The most recent champions before the hiatus illustrate the breadth of the grid. Evan Chen and Chris van der Drift took the 2019 Pro title, Toshiyuki Ochiai and Afiq Yazid won Pro-Am, Huilin Han claimed the Am class, and Clement Li secured the Lamborghini Cup. All four championships were decided at the final round in Jerez, Spain, which speaks to how competitive the series remained even in its pre-pause seasons.
Owners and fans consistently view the Super Trofeo as the most accessible way to experience Lamborghini’s racing DNA without the complexity and cost of multi-manufacturer GT competition. The structured classes mean a well-funded amateur can race the same car as a professional, separated only by classification, keeping the experience aspirational without being exclusionary.

The Lamborghini Huracán Super Trofeo EVO2 demonstrates its powerful rear design and aerodynamic features on the track.

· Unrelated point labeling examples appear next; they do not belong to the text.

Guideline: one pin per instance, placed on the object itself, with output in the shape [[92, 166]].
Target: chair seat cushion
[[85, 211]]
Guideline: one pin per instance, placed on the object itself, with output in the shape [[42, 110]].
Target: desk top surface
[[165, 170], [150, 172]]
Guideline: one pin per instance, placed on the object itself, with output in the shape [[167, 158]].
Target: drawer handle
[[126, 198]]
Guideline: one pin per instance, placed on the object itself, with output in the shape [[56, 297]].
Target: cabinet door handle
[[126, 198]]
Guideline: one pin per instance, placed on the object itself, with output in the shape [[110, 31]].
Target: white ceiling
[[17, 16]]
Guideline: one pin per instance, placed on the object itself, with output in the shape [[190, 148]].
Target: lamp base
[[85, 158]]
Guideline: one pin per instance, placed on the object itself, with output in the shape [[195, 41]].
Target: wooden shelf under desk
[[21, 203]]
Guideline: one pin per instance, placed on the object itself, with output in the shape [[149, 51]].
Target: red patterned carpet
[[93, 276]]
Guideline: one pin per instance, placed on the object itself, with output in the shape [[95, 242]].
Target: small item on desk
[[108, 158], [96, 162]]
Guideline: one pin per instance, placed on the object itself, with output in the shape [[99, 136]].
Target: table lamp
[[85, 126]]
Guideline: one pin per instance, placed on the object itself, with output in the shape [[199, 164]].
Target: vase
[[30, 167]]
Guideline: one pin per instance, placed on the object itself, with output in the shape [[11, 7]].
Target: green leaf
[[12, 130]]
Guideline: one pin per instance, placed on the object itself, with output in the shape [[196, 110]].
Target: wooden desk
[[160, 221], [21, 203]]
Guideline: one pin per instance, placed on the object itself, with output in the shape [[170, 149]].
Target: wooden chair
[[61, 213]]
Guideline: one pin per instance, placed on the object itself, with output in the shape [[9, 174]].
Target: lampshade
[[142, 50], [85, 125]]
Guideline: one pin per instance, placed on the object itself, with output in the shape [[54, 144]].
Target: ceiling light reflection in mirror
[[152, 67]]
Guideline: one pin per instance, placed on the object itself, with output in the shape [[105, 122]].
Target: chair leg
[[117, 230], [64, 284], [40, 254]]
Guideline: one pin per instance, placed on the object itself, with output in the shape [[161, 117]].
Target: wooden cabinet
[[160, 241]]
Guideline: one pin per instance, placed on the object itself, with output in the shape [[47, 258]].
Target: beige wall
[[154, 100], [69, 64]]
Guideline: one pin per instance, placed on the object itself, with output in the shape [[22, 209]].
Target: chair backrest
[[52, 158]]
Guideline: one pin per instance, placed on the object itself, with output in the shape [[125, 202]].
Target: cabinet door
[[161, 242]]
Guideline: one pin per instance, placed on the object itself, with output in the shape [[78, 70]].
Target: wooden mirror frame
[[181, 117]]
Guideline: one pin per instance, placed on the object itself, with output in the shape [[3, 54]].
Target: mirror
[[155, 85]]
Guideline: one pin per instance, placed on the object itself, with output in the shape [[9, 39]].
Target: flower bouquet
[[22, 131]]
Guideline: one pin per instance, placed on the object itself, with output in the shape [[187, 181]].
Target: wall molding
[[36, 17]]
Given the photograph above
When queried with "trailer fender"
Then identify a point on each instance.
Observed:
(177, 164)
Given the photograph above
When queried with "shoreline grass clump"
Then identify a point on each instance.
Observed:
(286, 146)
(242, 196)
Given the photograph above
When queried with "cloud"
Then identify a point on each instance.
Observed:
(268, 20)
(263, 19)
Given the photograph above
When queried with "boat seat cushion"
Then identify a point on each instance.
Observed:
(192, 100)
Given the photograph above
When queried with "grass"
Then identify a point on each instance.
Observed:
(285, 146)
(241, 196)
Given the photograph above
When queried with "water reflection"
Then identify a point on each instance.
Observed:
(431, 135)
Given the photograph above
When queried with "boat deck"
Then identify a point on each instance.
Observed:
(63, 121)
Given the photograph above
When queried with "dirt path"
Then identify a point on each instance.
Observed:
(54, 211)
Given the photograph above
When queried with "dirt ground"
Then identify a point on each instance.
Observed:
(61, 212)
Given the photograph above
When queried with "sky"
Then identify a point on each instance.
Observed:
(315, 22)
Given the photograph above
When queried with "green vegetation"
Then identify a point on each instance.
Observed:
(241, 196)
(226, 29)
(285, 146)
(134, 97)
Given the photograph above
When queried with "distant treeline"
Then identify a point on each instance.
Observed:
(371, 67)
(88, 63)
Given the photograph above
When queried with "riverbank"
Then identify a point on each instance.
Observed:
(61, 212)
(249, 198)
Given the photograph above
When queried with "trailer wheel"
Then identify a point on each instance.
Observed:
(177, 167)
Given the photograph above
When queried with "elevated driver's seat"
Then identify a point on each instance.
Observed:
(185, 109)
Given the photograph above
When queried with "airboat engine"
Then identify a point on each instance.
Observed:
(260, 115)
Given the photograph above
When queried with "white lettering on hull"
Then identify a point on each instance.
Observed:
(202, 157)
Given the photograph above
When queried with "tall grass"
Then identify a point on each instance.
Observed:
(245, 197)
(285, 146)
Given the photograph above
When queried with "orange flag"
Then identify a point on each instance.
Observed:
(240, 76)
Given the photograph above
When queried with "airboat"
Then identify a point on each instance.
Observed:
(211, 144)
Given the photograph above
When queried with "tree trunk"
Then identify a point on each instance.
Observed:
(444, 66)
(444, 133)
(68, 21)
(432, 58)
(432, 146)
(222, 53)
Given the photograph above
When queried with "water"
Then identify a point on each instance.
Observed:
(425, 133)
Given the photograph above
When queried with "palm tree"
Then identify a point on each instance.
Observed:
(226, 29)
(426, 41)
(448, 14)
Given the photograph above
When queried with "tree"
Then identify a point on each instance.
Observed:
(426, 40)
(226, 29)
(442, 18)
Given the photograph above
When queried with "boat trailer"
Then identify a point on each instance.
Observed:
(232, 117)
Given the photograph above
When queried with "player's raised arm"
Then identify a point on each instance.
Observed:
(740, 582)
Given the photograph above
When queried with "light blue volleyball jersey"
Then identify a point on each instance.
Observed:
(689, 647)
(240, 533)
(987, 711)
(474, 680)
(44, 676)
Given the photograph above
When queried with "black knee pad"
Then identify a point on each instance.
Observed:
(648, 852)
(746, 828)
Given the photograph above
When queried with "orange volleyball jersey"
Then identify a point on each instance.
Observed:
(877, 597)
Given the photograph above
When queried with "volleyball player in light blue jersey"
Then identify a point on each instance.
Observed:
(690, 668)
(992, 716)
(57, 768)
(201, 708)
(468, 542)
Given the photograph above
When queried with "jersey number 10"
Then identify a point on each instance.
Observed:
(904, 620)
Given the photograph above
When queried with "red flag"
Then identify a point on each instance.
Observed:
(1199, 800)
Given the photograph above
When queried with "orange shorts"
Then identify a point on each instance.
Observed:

What the Return Signals for Lamborghini’s Racing Future
The Super Trofeo Asia’s comeback arrives at a pivotal moment for Lamborghini’s motorsport strategy. The Huracán platform that underpins the EVO2 is nearing the end of its competitive life cycle, and Autoblog reports that the Temerario GT3, Lamborghini’s first competition car fully designed, developed, and built in-house, debuted at the 2025 Goodwood Festival of Speed. That car represents a generational shift: twin-turbo V8 hybrid power replacing the naturally aspirated V10 that defined the Super Trofeo for over a decade.
For the 2023 Asia grid, though, the EVO2 remains the weapon, and that is part of what makes this season significant for participants and collectors alike. Racing a naturally aspirated V10 Lamborghini in organized competition is a finite opportunity. The sound, the linear power delivery, the mechanical directness of the platform are characteristics that will not carry forward into the hybrid era in the same form.
Buyers considering the Super Trofeo as a racing entry point should recognize the timing. The infrastructure is proven, the series is expanding geographically, and the car itself represents a mature, well-understood platform. Whether the 2023 season becomes the EVO2’s final chapter in Asia or continues for another cycle, the return confirms that Lamborghini’s commitment to customer racing in this region survived the pandemic intact and came back with the ambition to grow.